The newspaper is owned and published by Guardian Media Limited. The main office of the Guardian is located at St. Vincent Street, Port of Spain.

==Format==
It began as a broadsheet but in November 2002 changed to tabloid format, known as the "G-sized Guardian". In June 2008, the paper changed to a smaller-size tabloid.
On 11 September 2017, the company launched a new layout.

==History==
Its first edition was published by the Trinidad Publishing Co. on Sunday 2 September 1917.
In 1955, according to an advertisement in Editor & Publisher, the Trinidad Publishing Co. operated the Guardian, the Sunday Guardian, and the Evening News.

On 2 September 2017, the Trinidad and Tobago Guardian celebrated its 100th anniversary.

==Staff==
Debra Wanser has been the editor of the Trinidad and Tobago Sunday Guardian since 2007, and daily news editor since 2001. Kaymar Jordan is the current managing editor of Guardian Media Limited; she started in 2022.

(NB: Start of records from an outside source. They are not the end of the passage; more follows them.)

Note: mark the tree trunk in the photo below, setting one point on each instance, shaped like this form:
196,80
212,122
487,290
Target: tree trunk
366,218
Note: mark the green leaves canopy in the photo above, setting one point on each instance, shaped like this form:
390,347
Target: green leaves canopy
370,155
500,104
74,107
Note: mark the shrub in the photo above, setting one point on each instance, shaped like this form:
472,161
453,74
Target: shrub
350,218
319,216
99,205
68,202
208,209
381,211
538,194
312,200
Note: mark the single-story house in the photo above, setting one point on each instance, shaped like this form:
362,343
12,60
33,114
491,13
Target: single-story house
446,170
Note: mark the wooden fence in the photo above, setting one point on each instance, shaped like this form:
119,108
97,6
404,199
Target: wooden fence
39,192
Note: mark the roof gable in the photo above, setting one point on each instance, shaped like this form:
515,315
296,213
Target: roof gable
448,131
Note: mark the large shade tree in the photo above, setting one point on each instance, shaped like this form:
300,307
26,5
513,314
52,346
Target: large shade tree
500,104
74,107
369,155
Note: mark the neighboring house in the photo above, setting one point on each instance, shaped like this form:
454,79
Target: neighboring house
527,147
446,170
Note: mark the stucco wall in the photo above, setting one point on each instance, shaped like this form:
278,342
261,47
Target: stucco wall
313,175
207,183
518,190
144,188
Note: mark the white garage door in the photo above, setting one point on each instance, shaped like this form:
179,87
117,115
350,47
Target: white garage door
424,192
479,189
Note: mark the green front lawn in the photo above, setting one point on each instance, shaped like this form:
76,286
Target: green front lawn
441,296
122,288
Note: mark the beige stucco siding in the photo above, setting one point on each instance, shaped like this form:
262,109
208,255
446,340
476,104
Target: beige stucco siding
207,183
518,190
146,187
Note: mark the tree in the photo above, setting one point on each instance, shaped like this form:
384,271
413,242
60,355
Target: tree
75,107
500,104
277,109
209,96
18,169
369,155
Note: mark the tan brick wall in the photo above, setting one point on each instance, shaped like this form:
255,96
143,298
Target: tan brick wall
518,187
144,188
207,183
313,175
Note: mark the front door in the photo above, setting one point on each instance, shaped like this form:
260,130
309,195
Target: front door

Journalists have included the writer Seepersad Naipaul. A book published by Peepal Tree Press, Seepersad Naipaul, Amazing Scenes: Selected Journalism 1928–1953 covers 25 years of Naipaul's columns and articles in the Guardian. Naipaul was initially charged with reporting on the lives of the "East Indians". The articles often reflect on topical issues of the day but are notable for their humour.